To prove (a), note that in the Proof of Theorem 2 (i.e., $$\neg\exists x(Nx\amp \mathit{Precedes}(x,0)))$$, we established that $$\neg\exists x(\mathit{Precedes}(x,0)$$). But it is an instance of Fact 4 concerning $$R^{*}$$, that

$$\exists x\mathit{Precedes}^{*}(x,0) \rightarrow \exists x\mathit{Precedes}(x,0)$$.

It therefore follows that $$\neg\exists x(\mathit{Precedes}^{*}(x,0))$$. So $$\neg\mathit{Precedes}^{*}(0,0)$$.

We know (b) by our assumption that $$Nb$$ and the definition of $$N$$.

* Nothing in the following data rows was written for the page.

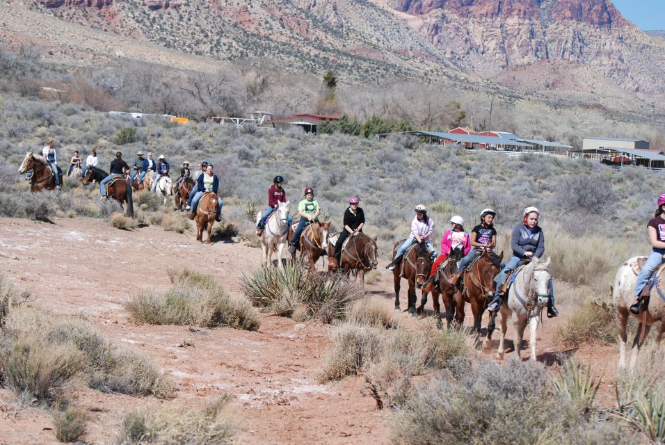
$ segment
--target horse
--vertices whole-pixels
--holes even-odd
[[[59,184],[63,184],[63,172],[57,166]],[[54,190],[56,188],[56,178],[54,172],[49,167],[48,163],[44,156],[35,154],[32,152],[26,152],[26,157],[19,167],[19,175],[24,175],[32,171],[30,177],[30,190],[33,192],[40,192],[42,190]]]
[[[88,171],[86,172],[86,174],[81,177],[81,181],[87,186],[93,181],[93,179],[97,181],[102,181],[104,178],[109,176],[106,175],[106,176],[102,177],[102,175],[106,175],[106,172],[96,167],[91,166],[88,169]],[[111,197],[120,202],[121,206],[123,202],[127,203],[125,213],[128,216],[134,218],[134,200],[131,197],[131,186],[129,185],[129,177],[122,176],[122,175],[116,175],[110,181],[106,183],[106,195],[108,196]]]
[[[648,307],[639,315],[634,315],[628,310],[630,305],[635,300],[633,291],[635,289],[639,270],[646,261],[646,257],[634,257],[622,264],[614,277],[612,286],[612,300],[616,311],[616,324],[619,329],[619,368],[623,369],[626,366],[626,325],[628,317],[632,316],[639,322],[637,332],[631,347],[630,369],[634,369],[637,362],[637,353],[639,352],[644,340],[646,339],[651,326],[657,322],[656,343],[659,343],[665,330],[665,289],[662,281],[662,270],[659,268],[655,272],[655,280],[651,288]],[[647,284],[650,286],[650,284]]]
[[[404,240],[399,241],[392,249],[392,257],[395,257],[397,249],[401,245]],[[404,253],[399,266],[393,271],[393,280],[395,286],[395,309],[399,309],[399,287],[402,278],[406,280],[409,289],[408,292],[408,312],[415,315],[416,308],[416,286],[419,288],[429,276],[432,268],[432,252],[427,248],[424,241],[412,245]],[[422,308],[427,302],[427,293],[423,292],[421,298],[421,305],[418,313],[422,312]]]
[[[279,202],[277,209],[271,213],[266,221],[265,230],[261,234],[261,262],[269,266],[272,262],[273,253],[277,252],[277,265],[283,269],[282,252],[287,245],[289,236],[289,201]],[[256,223],[261,220],[261,212],[256,216]]]
[[[206,241],[210,244],[210,237],[212,235],[212,225],[217,218],[217,194],[212,192],[206,192],[201,197],[196,208],[196,241],[203,242],[203,231],[207,230],[208,238]]]
[[[455,294],[457,293],[457,288],[450,284],[451,277],[457,273],[458,266],[460,260],[464,257],[464,251],[461,249],[451,249],[448,254],[447,259],[439,266],[439,268],[435,273],[435,282],[438,284],[432,288],[432,302],[434,305],[434,313],[439,315],[441,312],[441,306],[439,305],[439,295],[441,296],[441,300],[443,301],[443,306],[446,309],[446,320],[448,322],[448,326],[450,326],[455,316]],[[421,300],[420,311],[424,309],[424,305]]]
[[[146,176],[147,176],[147,175],[146,175]],[[162,175],[157,181],[157,187],[155,190],[158,193],[163,195],[163,204],[166,205],[168,197],[173,195],[173,183],[171,181],[171,179],[166,175]]]
[[[504,341],[506,339],[508,318],[512,317],[515,326],[515,338],[513,341],[515,350],[518,357],[522,359],[522,340],[524,338],[524,329],[528,324],[531,335],[529,343],[531,346],[532,362],[536,361],[536,332],[538,321],[543,309],[550,301],[550,284],[552,274],[550,273],[550,258],[543,261],[538,259],[531,260],[528,264],[518,269],[515,273],[515,280],[508,291],[508,301],[502,305],[501,338],[499,340],[499,350],[497,358],[504,358]],[[487,338],[483,341],[483,346],[491,341],[491,331],[488,329]]]
[[[173,188],[173,195],[175,196],[175,207],[178,210],[184,210],[187,205],[187,200],[189,198],[189,193],[196,183],[189,176],[178,183]]]
[[[496,289],[496,283],[494,277],[501,272],[499,265],[504,259],[503,252],[498,257],[498,262],[492,258],[492,254],[487,249],[483,249],[480,257],[474,261],[471,268],[464,273],[462,279],[462,291],[458,293],[456,298],[457,303],[457,315],[456,319],[461,326],[464,323],[464,305],[471,305],[471,312],[473,314],[474,329],[480,334],[481,321],[483,319],[483,313],[492,298]],[[488,329],[494,330],[494,318],[490,318],[491,327]]]
[[[294,224],[289,229],[289,241],[293,239],[294,230],[295,230],[297,224]],[[301,234],[300,252],[301,258],[307,257],[309,261],[309,270],[314,271],[316,268],[316,263],[326,251],[323,246],[328,245],[328,234],[330,229],[330,222],[321,222],[321,221],[314,221],[310,224],[303,233]],[[296,261],[296,254],[291,256],[293,261]]]
[[[358,277],[360,275],[364,284],[364,273],[367,270],[376,268],[378,249],[376,238],[370,238],[362,232],[355,236],[349,236],[342,248],[339,264],[335,258],[335,245],[337,236],[330,237],[328,243],[328,271],[339,268],[346,275],[351,272]]]

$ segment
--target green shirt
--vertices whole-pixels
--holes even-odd
[[[300,202],[300,204],[298,204],[298,212],[302,212],[305,215],[309,215],[310,216],[313,216],[314,214],[320,209],[321,207],[319,207],[319,202],[317,201],[317,200],[312,200],[311,201],[303,200]]]

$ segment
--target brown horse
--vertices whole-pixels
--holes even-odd
[[[294,230],[297,227],[294,224],[289,229],[289,241],[294,238]],[[301,234],[299,240],[301,259],[307,257],[309,261],[309,270],[314,271],[317,267],[317,261],[326,253],[324,246],[328,245],[328,234],[330,229],[330,222],[314,221],[305,227]],[[296,261],[296,254],[291,256],[293,261]]]
[[[448,322],[448,326],[452,323],[453,317],[455,316],[456,303],[455,294],[457,293],[457,288],[450,284],[450,279],[457,273],[457,267],[459,261],[464,256],[464,251],[460,249],[451,249],[448,254],[448,257],[445,261],[439,266],[436,271],[434,282],[438,283],[432,288],[432,302],[434,305],[434,313],[438,315],[441,312],[441,307],[439,305],[439,296],[441,296],[441,300],[443,301],[443,306],[446,309],[446,321]],[[422,312],[424,303],[421,300],[420,311]]]
[[[370,238],[362,232],[355,236],[350,236],[342,248],[339,264],[334,258],[337,236],[332,238],[335,240],[330,239],[328,243],[328,270],[332,271],[339,267],[347,275],[353,272],[356,277],[360,275],[364,283],[365,272],[376,269],[378,264],[376,261],[376,238]]]
[[[58,169],[59,170],[59,169]],[[30,190],[40,192],[42,190],[54,190],[56,188],[56,178],[44,156],[35,154],[32,152],[26,152],[26,157],[19,167],[19,174],[24,175],[32,170],[30,177]],[[60,184],[63,184],[63,174],[57,172]]]
[[[189,199],[189,193],[195,185],[194,180],[188,176],[175,186],[173,195],[175,195],[175,207],[178,210],[184,209],[185,206],[187,205],[187,200]]]
[[[207,243],[210,244],[212,236],[212,225],[217,218],[217,194],[206,192],[199,201],[196,208],[196,241],[203,242],[203,231],[207,230]]]
[[[95,171],[97,170],[97,171]],[[86,172],[86,174],[81,177],[81,181],[84,185],[88,185],[95,179],[95,175],[101,171],[99,169],[90,168]],[[99,178],[97,178],[99,180]],[[122,175],[116,175],[109,182],[106,184],[106,196],[111,197],[120,203],[127,203],[127,209],[125,213],[134,217],[134,200],[131,197],[131,186],[129,186],[129,178]]]
[[[502,252],[495,261],[487,249],[483,249],[480,257],[474,261],[470,269],[467,269],[462,277],[462,291],[456,298],[457,302],[457,316],[456,320],[461,326],[464,323],[464,304],[471,304],[471,312],[474,318],[474,328],[480,334],[481,321],[483,313],[494,296],[496,283],[494,277],[499,272],[499,264],[504,258]],[[494,330],[494,318],[490,320],[488,330]]]
[[[401,245],[405,240],[402,240],[395,244],[392,249],[392,258],[394,259],[395,253],[397,249]],[[402,257],[399,266],[395,268],[393,271],[393,280],[395,285],[395,309],[399,309],[399,287],[400,282],[402,278],[406,280],[408,283],[408,312],[412,315],[415,315],[416,307],[416,286],[419,288],[429,276],[429,272],[432,268],[432,252],[427,248],[427,244],[421,242],[417,244],[412,245]],[[427,301],[427,293],[423,292],[421,301]],[[422,308],[425,305],[422,302],[419,308],[418,313],[422,312]]]

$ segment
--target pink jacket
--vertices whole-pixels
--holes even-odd
[[[447,256],[450,252],[450,245],[453,241],[453,231],[447,230],[441,237],[441,254]],[[464,232],[464,254],[466,255],[471,251],[471,237],[468,234]]]

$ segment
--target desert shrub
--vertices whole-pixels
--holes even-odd
[[[225,396],[202,410],[170,408],[155,414],[135,410],[125,414],[118,437],[121,445],[223,445],[233,443],[237,428]]]
[[[255,306],[285,316],[291,316],[296,306],[307,306],[312,316],[326,323],[342,318],[346,306],[364,294],[342,275],[310,274],[297,263],[284,269],[263,267],[241,280]]]
[[[69,405],[64,410],[53,412],[53,428],[56,439],[59,442],[72,443],[86,434],[88,416],[81,408]]]
[[[587,300],[575,309],[565,325],[558,328],[556,335],[566,346],[574,348],[585,343],[614,341],[614,318],[612,306]]]
[[[131,316],[152,325],[224,325],[255,330],[260,325],[248,301],[230,296],[211,278],[188,269],[170,273],[173,286],[165,292],[143,291],[124,306]]]

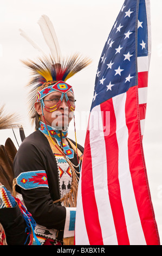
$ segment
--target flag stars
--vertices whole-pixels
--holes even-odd
[[[142,40],[142,42],[141,44],[140,44],[140,45],[142,46],[142,50],[144,48],[145,49],[146,48],[146,42],[144,42],[144,41]]]
[[[101,62],[103,62],[103,63],[105,63],[105,59],[106,59],[106,58],[107,57],[105,58],[105,53],[104,53],[103,56],[101,57],[101,59],[102,59]]]
[[[96,76],[98,77],[99,77],[100,72],[101,71],[99,71],[99,69],[98,69],[97,73],[96,73]]]
[[[122,49],[122,47],[120,47],[120,45],[118,48],[115,48],[115,50],[116,51],[116,53],[115,53],[115,54],[118,53],[120,53],[120,51]]]
[[[130,82],[130,79],[133,78],[133,76],[131,76],[131,74],[128,75],[127,77],[126,78],[126,81],[125,83],[127,81]]]
[[[107,69],[112,69],[112,65],[113,65],[113,64],[114,64],[114,63],[113,62],[113,63],[112,63],[112,60],[111,60],[111,62],[109,64],[107,64]]]
[[[111,40],[111,38],[109,38],[109,39],[108,39],[107,45],[109,45],[109,41],[110,41]]]
[[[125,39],[126,38],[129,38],[129,35],[131,35],[131,34],[132,34],[133,32],[130,32],[130,31],[129,30],[129,31],[127,32],[127,33],[126,33],[125,34]]]
[[[140,22],[139,20],[138,21],[138,28],[140,28],[140,27],[141,27],[143,28],[143,27],[142,26],[142,24],[143,22],[141,21]]]
[[[123,7],[121,8],[121,11],[123,11],[124,8],[126,7],[126,5],[125,5],[124,4],[123,5]]]
[[[115,69],[115,71],[116,71],[115,76],[116,76],[116,75],[119,75],[119,76],[121,76],[121,72],[123,71],[123,70],[124,70],[120,69],[120,66],[119,66],[118,69]]]
[[[130,62],[131,57],[133,56],[133,54],[130,54],[129,52],[127,54],[123,54],[125,56],[124,60],[128,59]]]
[[[127,16],[130,17],[131,17],[131,13],[133,13],[133,11],[131,11],[131,9],[129,9],[129,10],[128,11],[125,11],[125,17],[127,17]]]
[[[117,23],[118,23],[118,21],[116,21],[116,22],[114,24],[113,29],[114,29],[114,28],[115,28],[115,27],[116,27]]]
[[[120,23],[120,25],[119,26],[119,27],[118,27],[118,28],[116,28],[116,33],[117,33],[118,32],[120,32],[120,29],[122,27],[123,27],[123,26],[121,26],[121,23]]]
[[[102,77],[102,78],[101,80],[100,80],[100,84],[101,83],[102,83],[102,84],[103,84],[103,82],[104,82],[104,81],[105,80],[105,79],[106,79],[106,78],[103,78],[103,77]]]
[[[95,92],[95,94],[94,94],[94,95],[93,96],[93,101],[94,101],[95,100],[95,98],[96,97],[96,96],[98,95],[98,94],[96,93],[96,92]]]
[[[106,92],[108,91],[108,90],[112,90],[112,86],[114,86],[115,84],[111,84],[111,82],[109,82],[109,84],[108,84],[108,86],[106,86],[107,87],[107,89],[106,90]]]
[[[111,48],[112,48],[112,44],[113,44],[113,42],[114,42],[114,41],[113,41],[113,40],[112,40],[111,42],[109,43],[109,47],[108,47],[108,48],[109,48],[109,47],[111,47]]]

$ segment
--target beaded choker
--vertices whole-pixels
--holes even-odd
[[[58,145],[62,147],[63,152],[67,157],[69,159],[72,159],[74,157],[74,151],[73,149],[70,148],[69,146],[66,144],[62,143],[62,144],[61,137],[62,136],[62,139],[66,138],[68,134],[67,131],[59,131],[50,125],[46,125],[42,121],[40,121],[40,127],[38,130],[43,132],[43,133],[48,136],[49,133],[50,136],[55,139]]]

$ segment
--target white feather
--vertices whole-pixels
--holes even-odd
[[[40,47],[40,46],[36,44],[33,40],[31,40],[28,35],[21,28],[19,29],[20,35],[24,38],[35,48],[41,52],[44,55],[43,51]]]
[[[54,27],[47,15],[42,15],[38,21],[51,56],[59,63],[61,57],[61,51]]]

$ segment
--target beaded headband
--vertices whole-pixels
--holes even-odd
[[[36,96],[36,101],[40,102],[42,99],[43,99],[48,94],[54,92],[60,92],[61,93],[66,94],[68,92],[70,92],[74,95],[74,92],[72,86],[69,86],[65,82],[59,81],[57,83],[55,81],[50,81],[46,83],[43,89],[39,90]]]

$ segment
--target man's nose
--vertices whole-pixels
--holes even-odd
[[[62,99],[60,106],[68,108],[68,102],[67,102],[66,99]]]

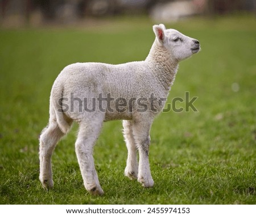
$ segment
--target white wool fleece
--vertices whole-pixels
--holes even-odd
[[[103,122],[120,119],[128,150],[125,175],[144,187],[153,186],[148,161],[151,124],[164,106],[179,62],[200,49],[197,40],[167,30],[163,24],[154,26],[153,31],[156,39],[144,61],[118,65],[76,63],[66,67],[57,77],[51,93],[49,125],[40,137],[40,180],[44,187],[53,186],[51,158],[54,148],[76,121],[80,126],[76,152],[85,187],[93,194],[102,195],[93,146]],[[152,97],[158,99],[154,107],[148,99]]]

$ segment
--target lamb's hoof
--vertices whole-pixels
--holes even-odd
[[[41,181],[42,185],[43,185],[43,188],[46,189],[49,189],[53,187],[53,181],[52,179],[48,180],[45,179]]]
[[[102,196],[104,194],[104,192],[101,187],[97,188],[96,186],[93,187],[89,190],[92,195],[93,196]]]
[[[131,180],[138,178],[138,173],[134,171],[129,171],[126,169],[125,170],[125,176],[127,176]]]
[[[154,180],[152,178],[138,178],[138,181],[142,185],[144,188],[152,188],[154,186]]]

To establish (c), we have to show:

\begin{align*} &\forall x,y(\mathit{Precedes}(x,y)\rightarrow \\ &\quad ([\lambda z\, \neg\mathit{Precedes}^{*}(z,z)]x\rightarrow [\lambda z\, \neg\mathit{Precedes}^{*}(z,z)]y)) \end{align*}

That is, by $$\lambda$$-Conversion, we have to show:

$$\forall x,y(\mathit{Precedes}(x,y)\rightarrow (\neg\mathit{Precedes}^{*}(x,x)\rightarrow \neg\mathit{Precedes}^{*}(y,y)))$$

And by contraposition, we have to show:

$$\forall x,y(\mathit{Precedes}(x,y)\rightarrow (\mathit{Precedes}^{*}(y,y)\rightarrow \mathit{Precedes}^{*}(x,x)))$$

So assume Precedes $$(a,b)$$ and $$\mathit{Precedes}^{*}(b,b)$$. If we show $$\mathit{Precedes}^{*}(a,a)$$, we are done. We know the following instance of Fact 8 concerning $$R^{+}$$, where $$a$$ is substituted for $$z$$, $$b$$ for $$y$$, $$b$$ for $$x$$, and Precedes for $$R$$:

\begin{align*} &\mathit{Precedes}^{*}(b,b)\amp \mathit{Precedes}(a,b)\amp \mathit{Precedes} \textrm{ is 1-1 }\rightarrow \\ &\quad \mathit{Precedes}^{+}(b,a) \end{align*}

Since we have assumed $$\mathit{Precedes}^{*}(b,b)$$ and $$\mathit{Precedes}(a,b)$$, and we have proven in the main text that Predecessor is 1-1, we can use the instance of Fact 8 to conclude $$\mathit{Precedes}^{+}(b,a)$$. But the following is an instance of Fact 2 concerning $$R^{+}$$, when $$a$$ is substituted for $$x$$, $$b$$ for $$y$$, $$a$$ for $$z$$, and $$R$$ is Precedes:

$$\mathit{Precedes}(a,b)\amp \mathit{Precedes}^{+}(b,a)\rightarrow\mathit{Precedes}^{*}(a,a)$$

But we know $$\mathit{Precedes}(a,b)$$ by assumption and we have just shown $$\mathit{Precedes}^{+}(b,a)$$. So $$\mathit{Precedes}^{*}(a,a)$$, and we are done.